Стремление, конечно, похвально. И черная краска тут совершенно уместна. И все-таки, задача кажется мне ложной для писателя. Особенно, если превращается хоть и в благородную, но самоцель.
Об ужасах советской действительности расскажут публицисты. Историки. Социологи.
Задача художника выше и одновременно — скромнее. И задача эта остается неизменной. Подлинный художник глубоко, безбоязненно и непредвзято воссоздает историю человеческого сердца…
Я думаю, у литераторов третьей волны хорошие перспективы на Западе. Нашли дорогу к читателям — Аксенов, Максимов, Синявский, Войнович. Большой интерес вызывает творчество Соколова, Лимонова, Алешковского. Критика высоко оценила Мамлеева и Наврозова.
Ищет встречи с западной аудиторией благородное детище Григория Поляка — «Часть речи»…
Наверное, я пропустил десяток фамилий. Например, Ерофеева, автора шедевра «Москва — Петушки»… Конечно же — Игоря Ефимова, Марамзина, Некрасова.
Мы избавились от кровожадной внешней цензуры. Преодолеваем цензуру внутреннюю, еще более разрушительную и опасную. Забываем об унизительной системе аллюзий. О жалких своих ухищрениях в границах дозволенной правды.

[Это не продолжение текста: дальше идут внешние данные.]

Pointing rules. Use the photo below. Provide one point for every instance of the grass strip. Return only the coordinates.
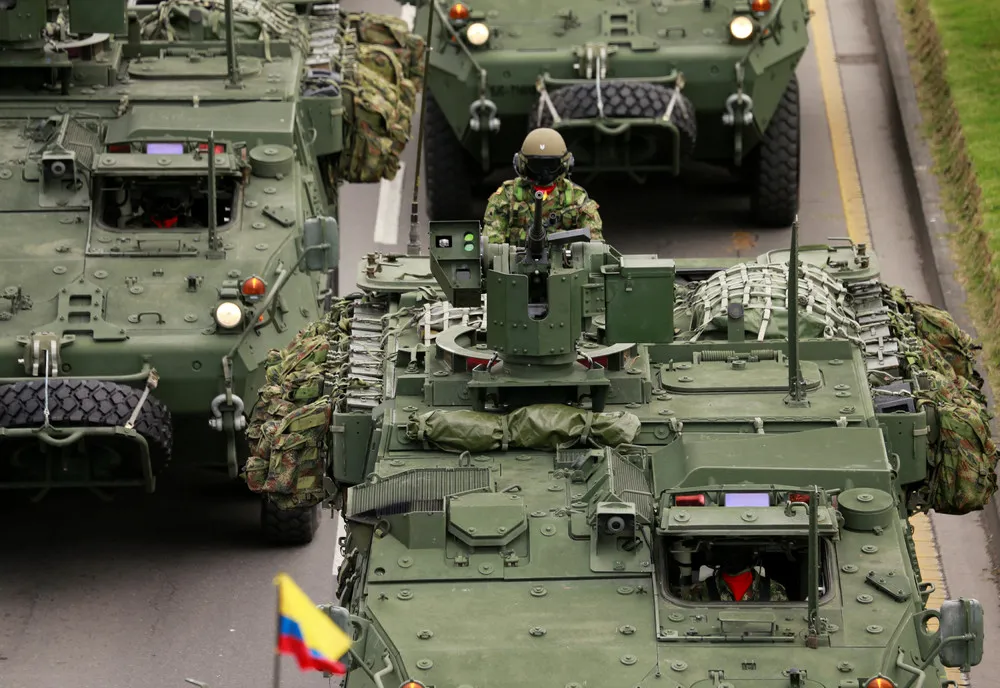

Банально выражаясь, мы обрели творческую свободу. Следующий этап — новые путы, оковы, вершины литературного мастерства.
Как говорил Зощенко — литература продолжается.
Я, например, стал тем, кем был и раньше. Просто многие этого не знали. А именно, русским журналистом и литератором. Увы, далеко не первым. И, к счастью, далеко не последним.
Спасибо за внимание.
«Новый американец», № 67, 24–30 мая 1981 г.КР В СОЮЗЕ НАМ КАЗАЛОСЬ…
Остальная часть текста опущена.